EVET! BU KADAR GENÇ AMA BU KADAR NEFRETLE DOLUYUZ!
Demokratik haklarının dünyanın her yerinde canının okunduğu ama En çok demokrasi nutuklarının atıldığı bir dönemdeyiz. Bu demokrasi nutuklarını ise yine en fazla Emperyalistler, gerici egemen sınıflar haykırmaktadır. Ezilenlere sürekli demokrasi dersi veren bu barbarlar ordusu, sistemlerini tehlikeye atan muhalefeti gördüklerinde ise derhal o hareketi kriminalize etmekte, şeytanlaştırmakta daha da ileri giderek “terörist” olarak yaftalamaktadır. Demokrasileri çünkü “metaları” özgürce dolaşsın, sermayeleri asalakça halkın sırtına kuralsız şekilde binsin diye vardır. Onlar demokrasiyi özgürce sömürme olanaklarını yarattığı oranda sevmektedir ve sahiplenmektedir. Ne zaman buna karşı bir isyan ve karşı çıkış görseler derhal onu demokrasi dışı ilan etmektedirler. Bu faşist ülkelerde daha acımasız bir biçimde hayata geçerken, burjuva demokratik ülkelerde ve emperyalist merkezlerde daha sinsice ve halkın refah düzeyi tehdit edilerek ikna edilmeye çalışılarak yapılmaktadır.
Almanya’da çıkan Bild gazetesi de emperyalist sistemin aktif savunucusu olan ve demokrasi söylemini dilinden düşürmeden, ancak demokratik hakları ve anti-kapitalist mücadeleyi hedefine koyan bir yayın çizgisine sahiptir.

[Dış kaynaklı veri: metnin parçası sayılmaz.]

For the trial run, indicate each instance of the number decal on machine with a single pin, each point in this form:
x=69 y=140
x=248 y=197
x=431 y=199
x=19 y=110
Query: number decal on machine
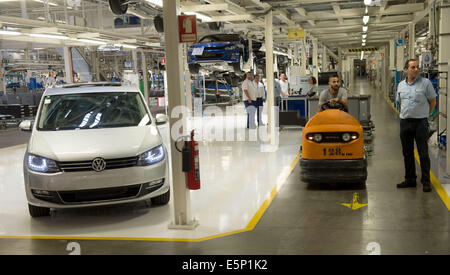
x=337 y=151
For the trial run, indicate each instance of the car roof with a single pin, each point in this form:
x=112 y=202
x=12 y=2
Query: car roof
x=93 y=87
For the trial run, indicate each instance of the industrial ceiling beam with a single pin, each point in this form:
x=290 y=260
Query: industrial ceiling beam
x=203 y=8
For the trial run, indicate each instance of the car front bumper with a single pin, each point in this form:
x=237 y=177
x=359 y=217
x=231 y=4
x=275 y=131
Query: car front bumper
x=333 y=171
x=90 y=188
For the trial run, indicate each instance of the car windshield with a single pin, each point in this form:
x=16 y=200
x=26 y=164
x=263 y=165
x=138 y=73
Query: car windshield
x=220 y=38
x=92 y=110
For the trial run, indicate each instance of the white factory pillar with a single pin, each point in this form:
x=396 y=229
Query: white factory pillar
x=315 y=66
x=304 y=59
x=443 y=61
x=271 y=120
x=181 y=215
x=412 y=42
x=145 y=75
x=68 y=64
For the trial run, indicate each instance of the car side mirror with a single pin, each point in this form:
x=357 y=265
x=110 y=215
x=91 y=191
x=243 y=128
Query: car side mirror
x=161 y=119
x=26 y=125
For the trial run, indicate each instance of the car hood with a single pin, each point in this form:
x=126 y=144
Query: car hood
x=79 y=145
x=213 y=44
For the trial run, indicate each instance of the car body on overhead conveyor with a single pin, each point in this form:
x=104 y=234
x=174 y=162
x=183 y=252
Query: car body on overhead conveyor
x=220 y=51
x=333 y=149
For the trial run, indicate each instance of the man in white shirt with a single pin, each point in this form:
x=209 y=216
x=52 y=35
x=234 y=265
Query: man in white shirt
x=284 y=84
x=260 y=97
x=249 y=97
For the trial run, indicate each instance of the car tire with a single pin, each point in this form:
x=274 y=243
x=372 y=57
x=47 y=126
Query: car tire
x=159 y=23
x=161 y=199
x=36 y=211
x=118 y=7
x=194 y=68
x=237 y=67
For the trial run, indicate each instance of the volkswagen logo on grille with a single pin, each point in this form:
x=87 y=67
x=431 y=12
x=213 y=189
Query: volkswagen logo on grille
x=98 y=164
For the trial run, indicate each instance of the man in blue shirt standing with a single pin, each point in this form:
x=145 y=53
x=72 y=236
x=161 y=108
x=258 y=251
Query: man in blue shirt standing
x=417 y=100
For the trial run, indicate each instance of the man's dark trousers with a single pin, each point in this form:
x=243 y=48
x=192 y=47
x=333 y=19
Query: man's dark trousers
x=250 y=111
x=415 y=129
x=259 y=105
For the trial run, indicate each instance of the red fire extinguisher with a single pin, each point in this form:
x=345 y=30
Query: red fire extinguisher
x=191 y=163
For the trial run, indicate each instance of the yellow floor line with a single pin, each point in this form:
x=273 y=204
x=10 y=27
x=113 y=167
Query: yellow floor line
x=251 y=225
x=434 y=181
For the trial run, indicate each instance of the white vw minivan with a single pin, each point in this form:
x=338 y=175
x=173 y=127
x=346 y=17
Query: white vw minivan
x=94 y=144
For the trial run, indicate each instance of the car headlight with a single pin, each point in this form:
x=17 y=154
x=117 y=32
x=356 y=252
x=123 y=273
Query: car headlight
x=41 y=164
x=152 y=156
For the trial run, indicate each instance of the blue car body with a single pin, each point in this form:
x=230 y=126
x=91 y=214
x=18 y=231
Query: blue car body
x=216 y=49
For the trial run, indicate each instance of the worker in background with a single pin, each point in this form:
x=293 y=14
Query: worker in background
x=312 y=86
x=417 y=100
x=334 y=94
x=276 y=90
x=249 y=97
x=284 y=84
x=260 y=98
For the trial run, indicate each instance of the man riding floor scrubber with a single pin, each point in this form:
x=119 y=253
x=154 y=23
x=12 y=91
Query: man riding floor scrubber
x=333 y=148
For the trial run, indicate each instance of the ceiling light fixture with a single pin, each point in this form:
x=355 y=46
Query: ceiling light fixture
x=44 y=35
x=366 y=19
x=125 y=46
x=91 y=41
x=9 y=32
x=200 y=16
x=49 y=3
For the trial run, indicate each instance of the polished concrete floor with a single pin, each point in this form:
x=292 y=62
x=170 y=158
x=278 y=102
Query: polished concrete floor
x=311 y=218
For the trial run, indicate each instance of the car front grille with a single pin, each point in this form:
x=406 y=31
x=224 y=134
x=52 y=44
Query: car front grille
x=78 y=166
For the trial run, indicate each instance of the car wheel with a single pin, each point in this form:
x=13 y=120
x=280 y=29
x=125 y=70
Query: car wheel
x=36 y=211
x=194 y=68
x=161 y=199
x=238 y=66
x=118 y=7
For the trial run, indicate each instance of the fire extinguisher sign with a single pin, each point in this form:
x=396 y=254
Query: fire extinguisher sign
x=187 y=26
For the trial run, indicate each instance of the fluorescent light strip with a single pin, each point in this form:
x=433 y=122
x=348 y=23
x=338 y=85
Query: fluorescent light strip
x=125 y=46
x=199 y=16
x=43 y=35
x=50 y=3
x=9 y=32
x=92 y=41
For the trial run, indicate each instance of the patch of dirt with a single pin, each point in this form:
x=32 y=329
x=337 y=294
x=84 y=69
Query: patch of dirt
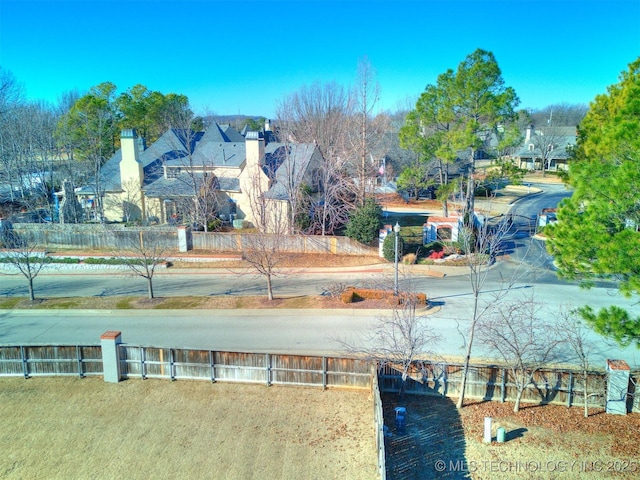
x=542 y=441
x=395 y=200
x=207 y=303
x=293 y=260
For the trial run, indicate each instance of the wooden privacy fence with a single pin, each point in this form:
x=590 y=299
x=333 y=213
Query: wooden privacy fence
x=266 y=368
x=32 y=361
x=496 y=383
x=378 y=422
x=486 y=382
x=179 y=364
x=239 y=242
x=87 y=236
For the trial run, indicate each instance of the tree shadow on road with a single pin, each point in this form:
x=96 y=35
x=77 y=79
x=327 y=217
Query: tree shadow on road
x=432 y=444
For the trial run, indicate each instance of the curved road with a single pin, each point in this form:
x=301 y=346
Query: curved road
x=296 y=331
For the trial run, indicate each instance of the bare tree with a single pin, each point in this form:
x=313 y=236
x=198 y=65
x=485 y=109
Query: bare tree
x=523 y=340
x=26 y=256
x=548 y=140
x=142 y=255
x=366 y=129
x=576 y=340
x=397 y=340
x=264 y=249
x=319 y=114
x=195 y=186
x=481 y=244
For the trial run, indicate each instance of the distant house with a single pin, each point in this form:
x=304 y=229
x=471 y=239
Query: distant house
x=547 y=147
x=246 y=177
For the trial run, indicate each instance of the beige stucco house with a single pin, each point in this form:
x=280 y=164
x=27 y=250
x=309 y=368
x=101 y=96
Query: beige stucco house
x=185 y=176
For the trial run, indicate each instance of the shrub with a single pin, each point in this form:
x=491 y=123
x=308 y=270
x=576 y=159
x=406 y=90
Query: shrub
x=352 y=294
x=364 y=222
x=409 y=259
x=389 y=247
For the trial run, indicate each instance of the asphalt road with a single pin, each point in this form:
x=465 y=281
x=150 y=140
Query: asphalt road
x=298 y=331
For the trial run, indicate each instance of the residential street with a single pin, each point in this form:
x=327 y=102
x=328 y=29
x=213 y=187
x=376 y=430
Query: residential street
x=302 y=331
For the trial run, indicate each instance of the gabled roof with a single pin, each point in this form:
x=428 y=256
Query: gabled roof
x=560 y=143
x=170 y=145
x=183 y=185
x=286 y=165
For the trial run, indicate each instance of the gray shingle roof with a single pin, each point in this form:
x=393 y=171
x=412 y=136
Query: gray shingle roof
x=170 y=145
x=290 y=164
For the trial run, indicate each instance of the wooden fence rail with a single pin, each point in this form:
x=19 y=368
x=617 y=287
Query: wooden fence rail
x=495 y=383
x=119 y=237
x=486 y=382
x=183 y=364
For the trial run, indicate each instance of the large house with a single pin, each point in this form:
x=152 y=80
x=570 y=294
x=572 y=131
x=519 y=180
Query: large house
x=546 y=148
x=185 y=176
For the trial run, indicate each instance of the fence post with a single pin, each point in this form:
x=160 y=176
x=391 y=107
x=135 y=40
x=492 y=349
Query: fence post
x=324 y=373
x=109 y=342
x=570 y=395
x=617 y=386
x=79 y=358
x=268 y=361
x=213 y=366
x=25 y=367
x=185 y=242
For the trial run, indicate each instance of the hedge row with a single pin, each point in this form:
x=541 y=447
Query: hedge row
x=352 y=294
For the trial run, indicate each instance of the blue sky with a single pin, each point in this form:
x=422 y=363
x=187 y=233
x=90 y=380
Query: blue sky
x=243 y=57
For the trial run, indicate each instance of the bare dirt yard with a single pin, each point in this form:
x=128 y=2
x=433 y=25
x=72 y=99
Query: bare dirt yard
x=69 y=428
x=542 y=442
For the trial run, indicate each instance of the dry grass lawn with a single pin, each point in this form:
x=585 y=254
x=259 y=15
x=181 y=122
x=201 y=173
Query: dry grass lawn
x=66 y=428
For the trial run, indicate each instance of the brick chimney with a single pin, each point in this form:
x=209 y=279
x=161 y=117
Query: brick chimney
x=131 y=171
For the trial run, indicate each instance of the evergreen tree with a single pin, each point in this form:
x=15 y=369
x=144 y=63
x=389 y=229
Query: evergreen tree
x=598 y=228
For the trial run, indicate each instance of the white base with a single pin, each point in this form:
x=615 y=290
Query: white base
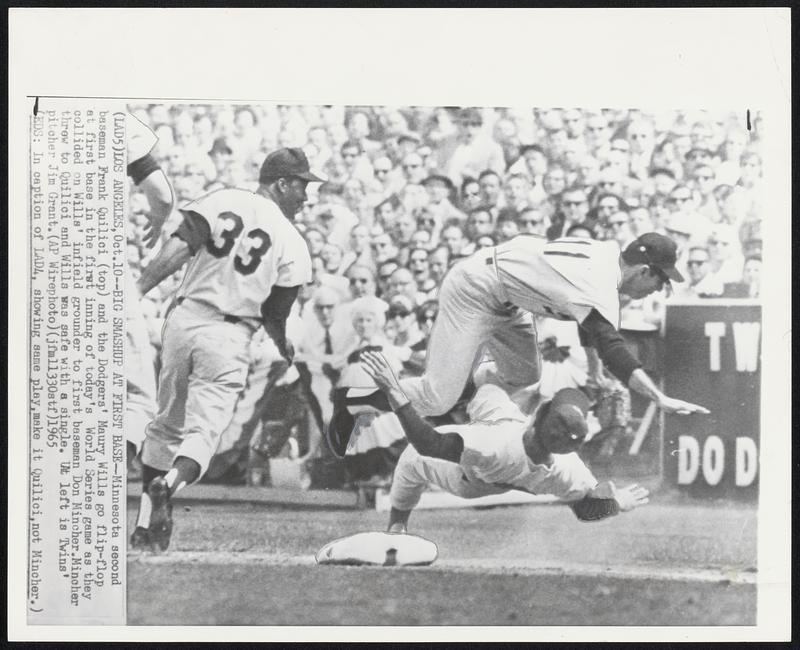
x=379 y=549
x=432 y=500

Bild gazetesinin ezilenin çıkarlarını savunmadığı ve korumadığı zaten bilinen bir gerçektir. Ancak G20 Protestolarında bunu bir kez daha yüksek sesle haykırdılar. Solcuları “çapulcu” olarak lanse etmeleri ve bu konuya daha fazla ilgi göstermemeleri durumu kalpazanlık yapmaktan başka bir şey değildir! Bild’in Solcular ve eylemciler için kullandığı argümanlar aslında çok tanıdık argümanlar. Güya “diktatör” diye sayfalarında teşhir ettiği bir Faşistin söyleminden devşirilmiş argümanları kendisi kullanıyor. Aslında Diktatör dediği adamın yönettiği ülkede her türlü gerici, faşist, baskıcı, katliamcı zihniyete gözünü yummakla da ünlüdür Bild gazetesi. Çünkü onlarla büyük ticari anlaşmaları ve sermaye yatırımları söz konusudur. Ama bazen karşı karşıya da gelirler. Çıkarları çatışır ya da emperyalist politikaları ile o ülkenin politikası taktik olarak ayrışır. Ya da başka emperyalist güce daha fazla yanaşması karşısında hiddetlenirler. İşte Almanya ve Bild gazetesi son dönem Faşist Tayyip Erdoğan’la gergin bir süreç yaşamaktadır. Ama ne fayda ki bu karşı karşıya gelme durumu olsa da sermayenin tatlı karları için ilişkiyi dengede tutmayı da yeğlerler sürekli. Ama onun diktatör olarak lanse ettiği söylemlerini de kullanmaktan geri kalmaz. Erdoğan’ın Gezi Kalkışmasında kullandığı argümanları belirtiğimiz gibi kalpazanca kullanır. Nerde? G20 sürecinde. Neden? Çünkü G20 kendi ülkesinin merkezindedir ve kendi çıkarlarını savunmaktadır. O yüzden bu protestolar kimseye hak değildir, olmamalıdır. Olursa “Diktatör” dediği Erdoğan’dan aldığı “çapulcu”, “terörist”, “üç beş öfkeli zibidi” vs vb kavramları tedavüle sokulur. Gericiler bir birinden öğrenmeyi hem iyi bilirler hem de çok severler.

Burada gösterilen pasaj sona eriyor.